Dustin works with a wide net of large producers throughout the Midwest. His analytical market approach and objective hedge strategy development is specific to the needs of every individual.
Grains had some follow through trading from Friday’s report as we saw heavy "bull-spreading" in corn and "bear-spreading" in soybeans. Wheat was trading sharply lower for most of the day but rallied in the last few minutes to finish only 3 ¾ cents lower. May corn closed 11 cents higher at $6.55 and May soybeans 18 cents higher at $14.21.

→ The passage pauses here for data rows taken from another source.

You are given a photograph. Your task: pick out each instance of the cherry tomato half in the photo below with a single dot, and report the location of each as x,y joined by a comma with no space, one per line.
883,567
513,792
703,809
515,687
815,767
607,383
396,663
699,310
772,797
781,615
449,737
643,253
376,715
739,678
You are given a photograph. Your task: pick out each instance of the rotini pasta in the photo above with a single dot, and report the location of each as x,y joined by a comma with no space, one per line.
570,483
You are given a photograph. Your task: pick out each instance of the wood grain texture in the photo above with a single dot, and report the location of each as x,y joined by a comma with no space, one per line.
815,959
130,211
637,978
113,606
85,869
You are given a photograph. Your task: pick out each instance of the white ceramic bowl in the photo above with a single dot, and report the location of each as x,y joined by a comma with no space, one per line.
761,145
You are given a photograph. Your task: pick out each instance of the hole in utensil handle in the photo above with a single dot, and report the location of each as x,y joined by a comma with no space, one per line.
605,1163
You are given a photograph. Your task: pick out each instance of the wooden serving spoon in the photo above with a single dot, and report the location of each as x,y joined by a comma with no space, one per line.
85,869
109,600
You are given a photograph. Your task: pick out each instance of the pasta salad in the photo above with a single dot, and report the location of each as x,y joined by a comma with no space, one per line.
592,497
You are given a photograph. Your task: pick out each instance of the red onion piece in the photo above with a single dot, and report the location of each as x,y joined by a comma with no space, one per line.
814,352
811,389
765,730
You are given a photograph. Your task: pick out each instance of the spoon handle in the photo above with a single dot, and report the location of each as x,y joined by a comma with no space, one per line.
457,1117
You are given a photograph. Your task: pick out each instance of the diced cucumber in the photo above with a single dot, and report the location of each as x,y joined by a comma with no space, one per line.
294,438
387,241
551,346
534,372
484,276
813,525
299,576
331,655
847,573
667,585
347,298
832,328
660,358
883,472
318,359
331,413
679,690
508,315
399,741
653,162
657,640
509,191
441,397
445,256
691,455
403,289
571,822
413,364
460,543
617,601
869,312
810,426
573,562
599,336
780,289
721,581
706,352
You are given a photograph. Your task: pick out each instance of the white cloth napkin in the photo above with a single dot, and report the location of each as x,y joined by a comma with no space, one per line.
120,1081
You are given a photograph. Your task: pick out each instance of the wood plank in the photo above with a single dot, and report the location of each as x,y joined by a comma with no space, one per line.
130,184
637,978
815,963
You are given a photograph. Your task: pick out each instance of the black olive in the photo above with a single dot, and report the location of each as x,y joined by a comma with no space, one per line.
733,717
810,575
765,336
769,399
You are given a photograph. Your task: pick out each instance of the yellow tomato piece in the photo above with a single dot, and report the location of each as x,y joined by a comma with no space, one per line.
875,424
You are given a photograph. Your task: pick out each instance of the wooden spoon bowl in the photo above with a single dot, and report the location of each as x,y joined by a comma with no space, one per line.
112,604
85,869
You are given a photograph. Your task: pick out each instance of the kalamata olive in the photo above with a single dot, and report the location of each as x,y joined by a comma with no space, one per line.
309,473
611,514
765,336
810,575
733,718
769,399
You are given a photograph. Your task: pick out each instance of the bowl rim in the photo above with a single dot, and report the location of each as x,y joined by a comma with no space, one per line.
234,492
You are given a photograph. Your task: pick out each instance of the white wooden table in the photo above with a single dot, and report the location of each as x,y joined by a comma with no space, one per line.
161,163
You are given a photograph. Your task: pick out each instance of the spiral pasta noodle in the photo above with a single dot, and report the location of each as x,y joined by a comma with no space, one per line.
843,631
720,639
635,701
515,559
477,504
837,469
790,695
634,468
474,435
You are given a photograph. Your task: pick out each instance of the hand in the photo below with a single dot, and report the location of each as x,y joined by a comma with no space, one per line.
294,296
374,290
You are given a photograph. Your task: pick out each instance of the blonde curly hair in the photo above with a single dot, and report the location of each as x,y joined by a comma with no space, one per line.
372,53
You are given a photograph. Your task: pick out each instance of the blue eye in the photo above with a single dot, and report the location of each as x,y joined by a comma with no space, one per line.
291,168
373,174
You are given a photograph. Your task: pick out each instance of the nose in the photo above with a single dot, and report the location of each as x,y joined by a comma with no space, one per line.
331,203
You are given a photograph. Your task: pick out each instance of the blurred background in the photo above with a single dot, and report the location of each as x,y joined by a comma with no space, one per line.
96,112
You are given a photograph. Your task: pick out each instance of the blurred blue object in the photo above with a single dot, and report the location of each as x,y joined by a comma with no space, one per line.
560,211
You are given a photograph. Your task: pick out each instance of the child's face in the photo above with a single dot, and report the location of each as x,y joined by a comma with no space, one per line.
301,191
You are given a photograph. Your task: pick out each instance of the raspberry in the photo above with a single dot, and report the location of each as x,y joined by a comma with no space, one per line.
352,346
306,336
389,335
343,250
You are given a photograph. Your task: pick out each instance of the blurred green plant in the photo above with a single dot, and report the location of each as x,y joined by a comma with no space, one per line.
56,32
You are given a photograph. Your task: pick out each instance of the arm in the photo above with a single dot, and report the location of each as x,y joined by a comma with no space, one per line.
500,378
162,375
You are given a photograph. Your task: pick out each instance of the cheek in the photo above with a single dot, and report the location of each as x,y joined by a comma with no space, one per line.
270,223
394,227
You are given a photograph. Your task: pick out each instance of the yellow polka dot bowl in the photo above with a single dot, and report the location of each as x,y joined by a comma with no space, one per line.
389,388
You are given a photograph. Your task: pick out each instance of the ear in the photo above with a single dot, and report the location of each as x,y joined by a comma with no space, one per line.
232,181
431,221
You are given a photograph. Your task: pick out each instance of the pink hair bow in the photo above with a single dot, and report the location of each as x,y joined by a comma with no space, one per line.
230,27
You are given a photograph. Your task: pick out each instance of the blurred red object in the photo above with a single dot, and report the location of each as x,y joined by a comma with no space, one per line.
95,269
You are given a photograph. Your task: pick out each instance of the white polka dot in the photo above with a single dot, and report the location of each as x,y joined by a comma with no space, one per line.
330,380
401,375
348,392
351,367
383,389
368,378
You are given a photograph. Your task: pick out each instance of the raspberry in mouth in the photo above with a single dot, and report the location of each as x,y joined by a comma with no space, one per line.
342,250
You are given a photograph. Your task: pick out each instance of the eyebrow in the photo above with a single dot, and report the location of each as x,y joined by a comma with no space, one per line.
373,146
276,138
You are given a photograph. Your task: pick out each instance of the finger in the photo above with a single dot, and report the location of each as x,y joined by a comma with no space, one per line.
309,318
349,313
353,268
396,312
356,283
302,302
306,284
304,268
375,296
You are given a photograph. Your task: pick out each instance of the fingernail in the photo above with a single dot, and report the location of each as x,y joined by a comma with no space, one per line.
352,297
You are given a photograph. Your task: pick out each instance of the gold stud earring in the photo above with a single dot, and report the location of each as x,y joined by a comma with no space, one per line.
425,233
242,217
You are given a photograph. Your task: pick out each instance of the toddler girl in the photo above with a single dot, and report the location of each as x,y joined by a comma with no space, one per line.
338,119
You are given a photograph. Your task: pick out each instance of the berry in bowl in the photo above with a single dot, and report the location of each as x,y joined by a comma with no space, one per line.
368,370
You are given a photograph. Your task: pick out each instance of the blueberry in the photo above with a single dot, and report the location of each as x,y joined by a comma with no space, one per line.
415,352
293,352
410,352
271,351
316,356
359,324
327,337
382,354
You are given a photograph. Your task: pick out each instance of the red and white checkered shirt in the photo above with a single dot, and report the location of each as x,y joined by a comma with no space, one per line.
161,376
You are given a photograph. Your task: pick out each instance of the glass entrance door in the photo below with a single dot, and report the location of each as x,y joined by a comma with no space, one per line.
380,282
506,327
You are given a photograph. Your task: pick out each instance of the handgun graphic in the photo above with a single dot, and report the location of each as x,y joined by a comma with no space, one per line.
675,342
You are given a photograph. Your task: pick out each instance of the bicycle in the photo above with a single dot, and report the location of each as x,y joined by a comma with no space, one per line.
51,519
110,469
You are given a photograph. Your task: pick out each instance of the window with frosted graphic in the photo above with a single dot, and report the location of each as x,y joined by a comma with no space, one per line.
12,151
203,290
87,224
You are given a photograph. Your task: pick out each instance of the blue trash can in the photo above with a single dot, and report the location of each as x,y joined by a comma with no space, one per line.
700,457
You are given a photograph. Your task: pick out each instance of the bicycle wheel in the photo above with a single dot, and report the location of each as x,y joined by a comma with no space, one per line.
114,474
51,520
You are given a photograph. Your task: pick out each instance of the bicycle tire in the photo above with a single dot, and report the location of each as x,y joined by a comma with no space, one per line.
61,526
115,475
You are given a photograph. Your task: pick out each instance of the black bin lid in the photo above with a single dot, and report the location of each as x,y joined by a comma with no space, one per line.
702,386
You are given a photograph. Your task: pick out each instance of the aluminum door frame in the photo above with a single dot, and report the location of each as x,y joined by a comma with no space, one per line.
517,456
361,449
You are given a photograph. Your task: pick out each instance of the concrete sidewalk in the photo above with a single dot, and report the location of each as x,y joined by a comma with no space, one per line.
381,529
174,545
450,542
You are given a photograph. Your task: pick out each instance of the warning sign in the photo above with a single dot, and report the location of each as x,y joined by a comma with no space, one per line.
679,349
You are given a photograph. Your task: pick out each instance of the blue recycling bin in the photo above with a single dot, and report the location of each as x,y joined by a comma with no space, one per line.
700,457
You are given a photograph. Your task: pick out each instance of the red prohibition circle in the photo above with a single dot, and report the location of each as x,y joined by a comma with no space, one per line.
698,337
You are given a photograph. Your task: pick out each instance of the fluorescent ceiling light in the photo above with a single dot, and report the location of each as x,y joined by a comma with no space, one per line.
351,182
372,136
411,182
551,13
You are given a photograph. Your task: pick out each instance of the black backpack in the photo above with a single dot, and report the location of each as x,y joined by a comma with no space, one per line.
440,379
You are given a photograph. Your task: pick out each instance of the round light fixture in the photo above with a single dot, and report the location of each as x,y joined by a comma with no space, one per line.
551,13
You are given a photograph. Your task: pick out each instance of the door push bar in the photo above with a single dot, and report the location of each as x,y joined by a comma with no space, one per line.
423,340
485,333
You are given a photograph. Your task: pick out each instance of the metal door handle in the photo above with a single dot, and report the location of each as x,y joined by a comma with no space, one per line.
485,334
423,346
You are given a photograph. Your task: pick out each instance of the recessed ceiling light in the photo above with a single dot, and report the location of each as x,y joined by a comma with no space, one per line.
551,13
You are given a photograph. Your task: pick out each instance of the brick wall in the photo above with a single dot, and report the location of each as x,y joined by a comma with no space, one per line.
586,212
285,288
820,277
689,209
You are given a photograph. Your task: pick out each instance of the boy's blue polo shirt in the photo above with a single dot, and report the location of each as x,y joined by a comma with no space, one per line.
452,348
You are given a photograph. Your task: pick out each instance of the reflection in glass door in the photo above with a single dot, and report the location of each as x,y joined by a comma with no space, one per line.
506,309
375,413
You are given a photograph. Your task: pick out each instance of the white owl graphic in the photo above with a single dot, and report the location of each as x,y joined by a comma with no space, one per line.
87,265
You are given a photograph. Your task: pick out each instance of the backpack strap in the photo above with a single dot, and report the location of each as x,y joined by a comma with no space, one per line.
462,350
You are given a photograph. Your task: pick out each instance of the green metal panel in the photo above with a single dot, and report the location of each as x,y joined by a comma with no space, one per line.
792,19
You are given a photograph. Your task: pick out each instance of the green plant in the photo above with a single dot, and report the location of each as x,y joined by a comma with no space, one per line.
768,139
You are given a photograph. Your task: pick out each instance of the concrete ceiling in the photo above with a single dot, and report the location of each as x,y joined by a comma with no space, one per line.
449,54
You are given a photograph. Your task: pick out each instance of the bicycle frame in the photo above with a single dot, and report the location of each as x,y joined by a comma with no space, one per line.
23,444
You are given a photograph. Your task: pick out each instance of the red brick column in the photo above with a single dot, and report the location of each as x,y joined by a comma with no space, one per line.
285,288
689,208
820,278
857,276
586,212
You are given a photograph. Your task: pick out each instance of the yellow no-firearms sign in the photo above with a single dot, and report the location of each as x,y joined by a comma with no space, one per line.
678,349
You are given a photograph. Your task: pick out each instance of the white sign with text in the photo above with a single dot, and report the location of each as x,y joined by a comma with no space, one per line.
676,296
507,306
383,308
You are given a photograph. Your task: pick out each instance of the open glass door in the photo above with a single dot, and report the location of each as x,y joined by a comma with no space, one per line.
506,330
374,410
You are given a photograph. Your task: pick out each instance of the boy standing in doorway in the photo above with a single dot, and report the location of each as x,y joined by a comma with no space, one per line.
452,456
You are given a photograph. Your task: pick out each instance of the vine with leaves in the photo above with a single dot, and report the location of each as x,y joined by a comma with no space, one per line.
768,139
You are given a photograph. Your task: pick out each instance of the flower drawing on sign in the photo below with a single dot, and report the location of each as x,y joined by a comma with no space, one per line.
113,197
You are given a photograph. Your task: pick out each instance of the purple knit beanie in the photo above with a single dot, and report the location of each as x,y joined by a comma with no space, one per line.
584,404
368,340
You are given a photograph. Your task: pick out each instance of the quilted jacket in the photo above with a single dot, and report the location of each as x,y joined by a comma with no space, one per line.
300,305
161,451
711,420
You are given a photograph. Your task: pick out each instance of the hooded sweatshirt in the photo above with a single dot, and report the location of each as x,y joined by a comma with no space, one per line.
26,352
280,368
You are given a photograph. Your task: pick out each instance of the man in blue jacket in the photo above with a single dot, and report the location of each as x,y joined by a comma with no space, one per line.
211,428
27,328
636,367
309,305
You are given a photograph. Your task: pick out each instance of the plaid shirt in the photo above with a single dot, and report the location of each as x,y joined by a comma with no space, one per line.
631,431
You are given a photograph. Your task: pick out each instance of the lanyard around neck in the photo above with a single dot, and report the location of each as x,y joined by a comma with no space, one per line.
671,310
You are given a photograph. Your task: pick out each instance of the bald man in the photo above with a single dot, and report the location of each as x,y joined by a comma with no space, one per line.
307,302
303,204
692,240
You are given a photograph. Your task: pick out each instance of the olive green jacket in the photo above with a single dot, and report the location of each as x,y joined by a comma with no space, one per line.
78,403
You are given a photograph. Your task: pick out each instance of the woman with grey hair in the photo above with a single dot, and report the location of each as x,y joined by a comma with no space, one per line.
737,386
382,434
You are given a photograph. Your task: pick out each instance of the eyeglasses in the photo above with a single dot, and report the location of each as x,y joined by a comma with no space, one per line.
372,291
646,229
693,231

Friday’s USDA report showed a decline in old crop corn supply which is helping May corn stay supported at $1.10 above December. They didn’t find a large drawdown in soybean supply although the market was surprised with a much lower soybean acreage number than expected. So far November soybeans have received the largest rally from this report finishing 80.5 cents higher today than where they were on Thursday. We saw soybean open interest jump 31,000+ contracts on Friday alone which means new money is flowing into beans. With the new crop corn-bean ratio now trading at 2.54 to 1, more areas may plant soybeans where possible. We have to remember that the planting intentions were as of March 1st. The fact that we won’t see the next acreage number until June may help keep soybeans supported to other markets like new crop corn until then. The next major resistance level should be at $14 (November) as we touched that level multiple times last September and fell from there. For December corn the 50 and 100 day moving averages are at $5.63 and $5.64 which may be the next areas of resistance.